Dans la cour d'un poste de police de Misrata, sur la côte libyenne, le Somalien Abdel Rachid vient d'être arrêté par la marine libyenne avec 260 autres candidats à l'émigration clandestine. Tous attendent d'être fixés sur leur sort.
Un à un, on les fait sortir du poste de police pour être rassemblés dans la cour, le temps d'une pause au soleil. Certains ne portent pas de chaussures, d'autres n'ont pas de chemise. Leur rêve de trouver la paix et la sécurité en Europe s'est évaporé.
Vêtus de masques hygiéniques, des gardes de sécurité et des responsables libyens surveillent de près le groupe détenu à Misrata, à 200 km à l'est de Tripoli.
Abdel Rachid a été arrêté dimanche alors qu'il tentait, comme les 260 autres, de rejoindre les côtes européennes dans une énième vague de migration clandestine.
Le chaos qui règne en Libye a accru l'afflux de clandestins désireux de rallier les îles italiennes situées à quelques centaines de km de ses côtes.

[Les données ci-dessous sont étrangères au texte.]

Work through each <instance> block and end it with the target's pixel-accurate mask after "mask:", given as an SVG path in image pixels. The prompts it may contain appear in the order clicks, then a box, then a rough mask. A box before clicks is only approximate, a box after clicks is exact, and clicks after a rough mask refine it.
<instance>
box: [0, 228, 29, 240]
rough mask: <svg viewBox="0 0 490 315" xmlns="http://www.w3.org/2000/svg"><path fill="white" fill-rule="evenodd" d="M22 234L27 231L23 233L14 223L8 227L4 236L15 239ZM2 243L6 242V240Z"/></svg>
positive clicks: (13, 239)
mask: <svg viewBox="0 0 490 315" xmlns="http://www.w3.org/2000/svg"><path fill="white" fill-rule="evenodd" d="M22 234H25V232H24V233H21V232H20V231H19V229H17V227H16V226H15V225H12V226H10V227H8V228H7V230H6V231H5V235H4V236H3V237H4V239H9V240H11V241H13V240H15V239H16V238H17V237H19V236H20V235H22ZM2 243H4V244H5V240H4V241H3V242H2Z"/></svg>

"Je projetais d'aller en Europe, la situation en Somalie est tellement difficile avec la guerre civile, mais j'ai été arrêté", raconte à l'AFP Abdel Rachid, pantalon rouge et pull orange. Il dit avoir payé 600 dollars à des passeurs. Pour le moment, sa seule volonté est d'être confié à une antenne du Haut commissariat de l'ONU pour les réfugiés (HCR).
Jusqu'à 400 migrants ont disparu dans le naufrage d'une embarcation de fortune dimanche au large de la Libye, selon des survivants débarqués mardi en Italie et interrogés par l'Organisation internationale pour les migrations (OIM) et l'ONG "Save the children".
Les garde-côtes italiens ont indiqué mercredi à l'AFP avoir secouru 145 personnes, ajoutant qu'aucun autre survivant n'avait été retrouvé après ce naufrage.
Depuis le début de l'année, plus de 900 personnes ont ainsi perdu la vie en tentant de traverser la Méditerranée, tandis que 15.000 sont parvenues à atteindre les côtes italiennes, selon l'OIM.
Mais ces chiffres terrifiants n'ont pas découragé Abdel Rachid et ses compagnons d'infortune. Moussa a travaillé en Libye pendant sept mois pour se payer la traversée et refuse d'être traité comme un "otage", explique-t-il en français.
"Nous nous ne sommes pas des otages, on veut gagner de l'argent pour nos familles, nous sommes partis de Libye pour aller vers le nord et trouver un moyen (de gagner de l'argent)", dit ce trentenaire sénégalais.
Sans 'eau, ni nourriture'
"On nous a trouvés en mer, et on nous a pris comme otages dimanche soir, ici il n'y a pas de place pour dormir et beaucoup de gens sont malades", constate-t-il, les larmes aux yeux.
Le directeur du centre de Misrata pour la lutte contre l'immigration clandestine, Salah Abou Dabbous, affirme que son établissement accueillent "plus de 900 clandestins à qui on a sauvé la vie".
Les récits de ces migrants se recoupent et se répètent. Tous ont voulu fuir leur pays vers l'inconnu.
"Cela fait un an que je suis en Libye, je voulais aller en Italie, mais je n'y suis pas parvenu", explique Mohamed, un Sénégalais âgé d'une vingtaine d'années. "Ils (les Libyens) nous ont amenés ici et je ne sais pas quel sort ils nous réservent".
"Ici, nous ne sommes pas satisfaits, c'est certain. Nous n'avons pas eu d'eau, ni de nourriture depuis ce matin, les toilettes posent problèmes également, elles sont sales et limitées", ajoute le jeune homme.
Depuis Skhirat au Maroc, où un nouveau cycle de négociations entre représentants des deux Parlements libyens rivaux doit reprendre jeudi, l'émissaire de l'ONU pour la Libye Bernadino Leon a qualifié de "drame terrible" la disparition des 400 migrants au large des côtes libyennes.
"C'est la Libye aujourd'hui. Le terrorisme, aucun contrôle des frontières, des personnes qui meurent chaque jour en Méditerranée, des raids aériens, plus d'affrontements, tout cela ne peut pas continuer", a-t-il dénoncé.